Over the month, European-listed equity ETFs took in €6.1bn, according to Thomson Reuters Lipper, marking their fifth consecutive month of having the strongest inflows in the European ETF industry.
Flows were seen into both developed and emerging market equity ETFs, Lyxor reports, despite expectations of a US interest rate hike in March (which took place on 15 March, when the Federal Reserve raised rates by a further 25bps to 0.75%-1%).
Fixed income ETF inflows also reached a seven-month record high of €3.2bn, according to Lyxor, with the bulk of this going into the riskier parts of the market, namely emerging market debt and high yield.
As a whole, the global ETF industry took in some $131bn in the first two months of 2017, reaching a new all-time high, after a record-breaking 2016 when the industry saw $390bn of inflows.
But cracks are starting to show as investor bullishness seems to falter amid worries about US President Donald Trump’s ability to implement the policies he has promised.
Last Wednesday, the S&P 500 suffered its worst trading day since Trump’s election on 9 November 2016, falling 1.2% as investors hit the sell buttons, while the Dow Jones fell 238 points to 20,668 on the same day.
The US market was followed by other stock markets across the world, with benchmark indices in Japan, Hong Kong and Australia falling at least 1.4% and European stocks also losing momentum.
Markets have continued to fall this week amid worries about the imminent triggering of Article 50 which will officially begin the Brexit negotiations between the EU and the UK (on Wednesday 29 March), and continued concerns about President Trump’s ability to implement his promises policies as he failed to pass his healthcare bill in Congress on Friday.
The question now is whether this is a meaningful correction of overvalued markets, or a short-term blip in the rally.

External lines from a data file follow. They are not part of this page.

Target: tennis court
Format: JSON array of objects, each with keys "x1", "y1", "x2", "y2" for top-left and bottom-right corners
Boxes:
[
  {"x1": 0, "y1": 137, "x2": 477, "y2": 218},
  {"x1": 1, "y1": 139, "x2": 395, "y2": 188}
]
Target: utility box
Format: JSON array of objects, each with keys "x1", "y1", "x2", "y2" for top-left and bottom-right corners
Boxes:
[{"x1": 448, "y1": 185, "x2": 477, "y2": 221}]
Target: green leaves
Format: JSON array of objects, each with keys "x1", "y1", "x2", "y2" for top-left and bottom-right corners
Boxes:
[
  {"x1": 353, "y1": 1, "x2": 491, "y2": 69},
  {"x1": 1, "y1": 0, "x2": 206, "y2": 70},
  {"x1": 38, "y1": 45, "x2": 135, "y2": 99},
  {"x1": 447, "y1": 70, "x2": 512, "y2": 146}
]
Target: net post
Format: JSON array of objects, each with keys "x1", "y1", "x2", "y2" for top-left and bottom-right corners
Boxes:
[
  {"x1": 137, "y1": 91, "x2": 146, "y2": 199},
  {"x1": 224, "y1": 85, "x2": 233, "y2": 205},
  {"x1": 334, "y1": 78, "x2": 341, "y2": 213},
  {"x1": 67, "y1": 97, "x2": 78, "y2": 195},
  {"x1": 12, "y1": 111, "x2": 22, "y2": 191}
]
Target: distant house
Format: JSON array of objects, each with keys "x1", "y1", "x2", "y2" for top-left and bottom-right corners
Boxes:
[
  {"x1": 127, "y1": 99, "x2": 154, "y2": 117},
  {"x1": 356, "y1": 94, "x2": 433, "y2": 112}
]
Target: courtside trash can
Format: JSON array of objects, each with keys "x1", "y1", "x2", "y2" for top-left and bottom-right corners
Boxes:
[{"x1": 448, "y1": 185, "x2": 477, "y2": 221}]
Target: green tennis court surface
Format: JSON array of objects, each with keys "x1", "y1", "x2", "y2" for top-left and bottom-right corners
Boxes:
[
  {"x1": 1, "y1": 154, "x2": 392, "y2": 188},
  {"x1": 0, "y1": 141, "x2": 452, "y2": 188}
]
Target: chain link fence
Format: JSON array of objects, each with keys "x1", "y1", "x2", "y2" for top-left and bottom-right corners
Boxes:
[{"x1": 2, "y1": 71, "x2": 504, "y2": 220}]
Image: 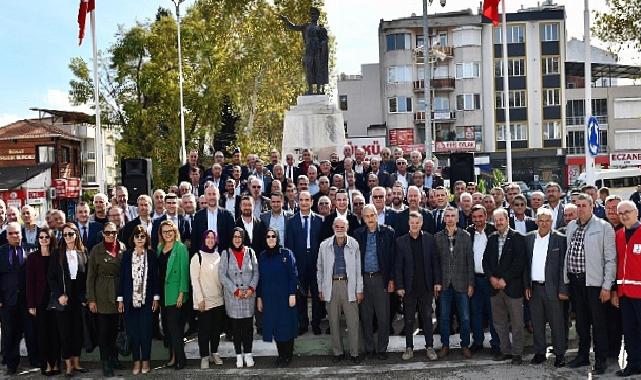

TrackInsight’s data for Monday suggests some investors are starting to turn to bonds to mitigate the risks, with reports of strong inflows into Swiss bonds on the day of €53m, and continued inflows into government bonds of all maturities of more than €1bn.
Meanwhile, the increased use of ETFs by investors could suggest they want to be able to move in and out of markets quickly as uncertainty and volatility take hold.